The first wave of settlers in Jindalee could rely on a single income family to service their mortgage and other living costs. Today, young couples really need a dual income to cover the mortgage alone, and the childcare industry has grown off the back of that change in dynamic. Housing affordability has become a pressing social issue in that space of time but rarely does affordability rate a mention in modern planning schemes or legislation, let alone feature as a KPI of how that scheme or set of regulations are delivering for the community it allegedly is there to protect from the bad old ways of the bad old days.
[To be fair, the Office of Urban Management’s website still lists a six page Queensland Housing Affordability Strategy that was released back when Peter Beattie was Premier. It promised to “ensure that the state's land and housing is on the market quickly and at the lowest cost.” The strategy is a quick read – so work out for yourself how it’s performed. Then, take a look at the much more comprehensive strategy on the same website devoted to koala preservation. Now I love koalas like everyone and would like to see their habitat preserved where possible, but it’s an interesting comment on planning priorities that the issue of access to housing for an entire generation rates so much less mention in a key planning document than koala conservation].

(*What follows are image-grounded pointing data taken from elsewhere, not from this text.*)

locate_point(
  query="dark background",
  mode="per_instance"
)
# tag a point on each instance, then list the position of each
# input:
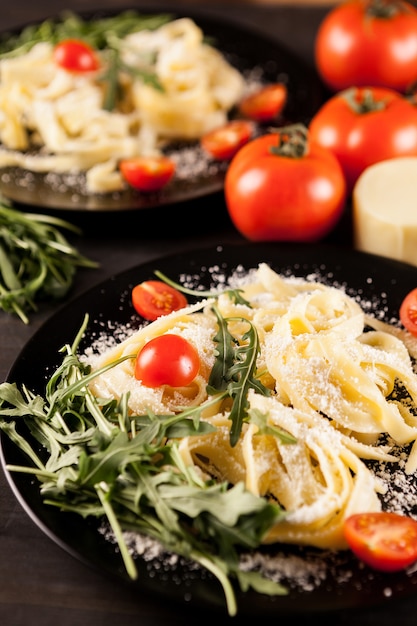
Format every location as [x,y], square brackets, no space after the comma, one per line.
[40,583]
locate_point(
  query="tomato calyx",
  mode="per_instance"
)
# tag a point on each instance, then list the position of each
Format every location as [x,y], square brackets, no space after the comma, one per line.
[292,141]
[384,9]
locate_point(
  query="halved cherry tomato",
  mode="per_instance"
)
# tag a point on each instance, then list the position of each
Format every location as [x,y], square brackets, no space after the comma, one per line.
[408,312]
[383,540]
[167,360]
[148,173]
[76,56]
[222,143]
[266,104]
[154,298]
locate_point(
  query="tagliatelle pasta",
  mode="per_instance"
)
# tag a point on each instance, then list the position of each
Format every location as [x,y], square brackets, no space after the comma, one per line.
[339,383]
[61,116]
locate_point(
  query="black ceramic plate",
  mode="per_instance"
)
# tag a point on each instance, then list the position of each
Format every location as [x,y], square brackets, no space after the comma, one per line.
[246,51]
[337,582]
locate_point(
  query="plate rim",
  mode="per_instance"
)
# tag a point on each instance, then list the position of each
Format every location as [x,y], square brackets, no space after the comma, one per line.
[250,602]
[130,200]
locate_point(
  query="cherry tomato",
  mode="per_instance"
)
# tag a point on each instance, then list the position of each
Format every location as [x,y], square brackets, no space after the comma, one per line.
[223,143]
[365,125]
[167,360]
[265,104]
[76,56]
[154,298]
[368,42]
[385,541]
[278,188]
[149,173]
[408,312]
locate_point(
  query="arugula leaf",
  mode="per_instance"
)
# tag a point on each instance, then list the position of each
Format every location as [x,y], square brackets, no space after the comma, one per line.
[97,460]
[36,260]
[95,31]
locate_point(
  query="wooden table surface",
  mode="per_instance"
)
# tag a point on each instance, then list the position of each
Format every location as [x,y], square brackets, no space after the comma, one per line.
[40,583]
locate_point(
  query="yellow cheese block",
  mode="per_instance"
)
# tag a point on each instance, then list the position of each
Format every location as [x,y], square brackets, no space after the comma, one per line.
[384,202]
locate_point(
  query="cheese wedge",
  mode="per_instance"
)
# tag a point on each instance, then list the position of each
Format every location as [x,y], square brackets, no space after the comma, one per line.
[384,202]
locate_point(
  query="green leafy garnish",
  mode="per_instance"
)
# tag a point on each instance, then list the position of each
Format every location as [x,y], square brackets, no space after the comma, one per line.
[102,33]
[95,31]
[98,460]
[36,260]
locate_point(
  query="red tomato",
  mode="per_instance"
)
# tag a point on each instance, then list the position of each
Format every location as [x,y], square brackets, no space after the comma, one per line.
[154,298]
[368,42]
[364,126]
[223,143]
[266,104]
[385,541]
[167,360]
[76,56]
[408,312]
[149,173]
[274,196]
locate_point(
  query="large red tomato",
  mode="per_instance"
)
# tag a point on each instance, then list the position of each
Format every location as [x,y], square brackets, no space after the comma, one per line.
[368,42]
[283,187]
[364,126]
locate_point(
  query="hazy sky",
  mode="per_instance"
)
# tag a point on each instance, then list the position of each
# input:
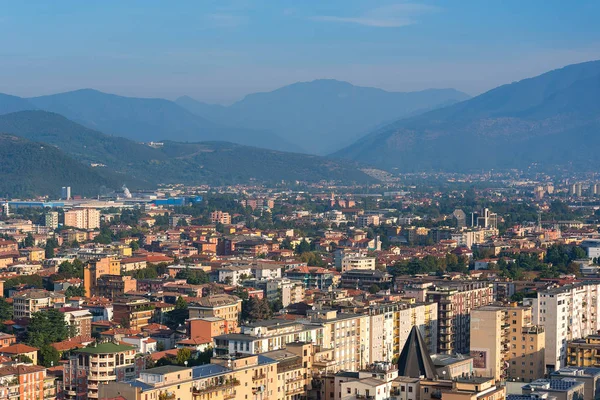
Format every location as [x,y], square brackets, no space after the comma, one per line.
[218,51]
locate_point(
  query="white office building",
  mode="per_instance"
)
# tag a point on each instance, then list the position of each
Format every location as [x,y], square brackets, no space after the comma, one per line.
[567,313]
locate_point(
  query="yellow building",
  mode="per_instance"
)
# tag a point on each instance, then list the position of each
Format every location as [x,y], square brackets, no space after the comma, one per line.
[248,377]
[222,306]
[294,365]
[97,268]
[527,346]
[584,352]
[344,343]
[168,382]
[31,301]
[34,254]
[505,343]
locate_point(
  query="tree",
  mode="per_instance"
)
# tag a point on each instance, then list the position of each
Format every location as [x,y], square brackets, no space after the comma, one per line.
[178,316]
[573,269]
[302,247]
[29,240]
[182,356]
[49,356]
[46,327]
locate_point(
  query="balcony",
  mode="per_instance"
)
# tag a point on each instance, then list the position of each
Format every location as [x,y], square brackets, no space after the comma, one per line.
[230,384]
[297,390]
[294,379]
[258,377]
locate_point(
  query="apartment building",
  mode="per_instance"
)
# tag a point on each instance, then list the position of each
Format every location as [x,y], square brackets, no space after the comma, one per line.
[312,277]
[248,377]
[567,313]
[166,382]
[133,312]
[207,328]
[527,345]
[490,341]
[559,389]
[294,367]
[589,376]
[505,343]
[455,303]
[24,381]
[358,262]
[375,381]
[113,286]
[390,324]
[98,365]
[79,320]
[83,218]
[344,343]
[584,352]
[95,269]
[220,217]
[222,306]
[51,219]
[31,301]
[267,335]
[423,316]
[365,279]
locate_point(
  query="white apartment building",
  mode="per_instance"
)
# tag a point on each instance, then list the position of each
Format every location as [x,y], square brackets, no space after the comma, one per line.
[83,218]
[568,312]
[51,219]
[357,262]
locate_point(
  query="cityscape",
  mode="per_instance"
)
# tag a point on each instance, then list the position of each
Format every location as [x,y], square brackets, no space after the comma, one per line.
[300,201]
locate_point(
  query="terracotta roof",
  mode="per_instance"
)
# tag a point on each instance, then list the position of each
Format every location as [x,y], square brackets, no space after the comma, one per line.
[18,348]
[160,354]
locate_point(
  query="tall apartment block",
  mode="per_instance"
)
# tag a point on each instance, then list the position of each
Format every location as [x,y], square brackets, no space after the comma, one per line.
[83,218]
[567,313]
[505,343]
[455,303]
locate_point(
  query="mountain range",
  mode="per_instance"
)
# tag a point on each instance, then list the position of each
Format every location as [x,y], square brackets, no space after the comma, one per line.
[313,117]
[30,168]
[552,119]
[74,148]
[323,115]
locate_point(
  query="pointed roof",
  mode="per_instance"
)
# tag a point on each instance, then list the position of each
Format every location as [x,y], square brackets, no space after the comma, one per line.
[415,360]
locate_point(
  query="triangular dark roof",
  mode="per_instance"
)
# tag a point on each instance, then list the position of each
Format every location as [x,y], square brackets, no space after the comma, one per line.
[415,360]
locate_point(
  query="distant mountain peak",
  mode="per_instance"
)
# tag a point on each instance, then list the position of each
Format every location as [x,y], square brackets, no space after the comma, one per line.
[534,120]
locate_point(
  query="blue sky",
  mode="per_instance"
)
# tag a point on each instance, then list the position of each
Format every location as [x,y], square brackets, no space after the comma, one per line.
[218,51]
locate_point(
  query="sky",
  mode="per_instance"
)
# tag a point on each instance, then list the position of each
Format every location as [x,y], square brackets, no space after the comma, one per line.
[219,51]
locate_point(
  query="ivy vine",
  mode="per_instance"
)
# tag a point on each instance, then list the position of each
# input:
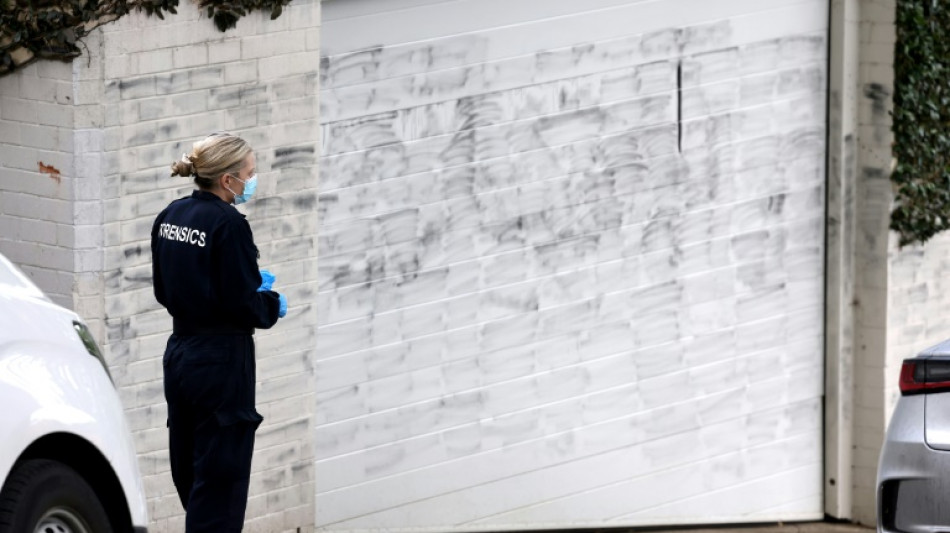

With all that extra household income now going into servicing larger mortgages – inflated by the $150k or $200k additional costs of regulatory progress – that’s a lot of money not going into the real economy but instead feeding bank profits. Put another way, today’s homebuyers are borrowing an extra $150k or so to pay the extra tax bill on a new home – a bill that didn’t exist even just over a decade ago. That’s a lot of repayment dollars and a big chunk of affordability riding on taxes and regulatory compliance costs.
So what have we achieved?
Has it all been worth it? Is our quality of life through the march of planning regulation measurably better for new home buyers (typically younger families), given the extra costs involved and the strain on household budgets? Are we really delivering, thanks to the protective maze of regulatory controls, vastly improved communities and if so, what are those improvements and would young home buyers – if given the choice – happily trade them off against homes that were substantially less expensive?
It’s a fair question, and perhaps one that various regulatory bodies and governments of any political persuasion should ask before embarking on further ‘reform’.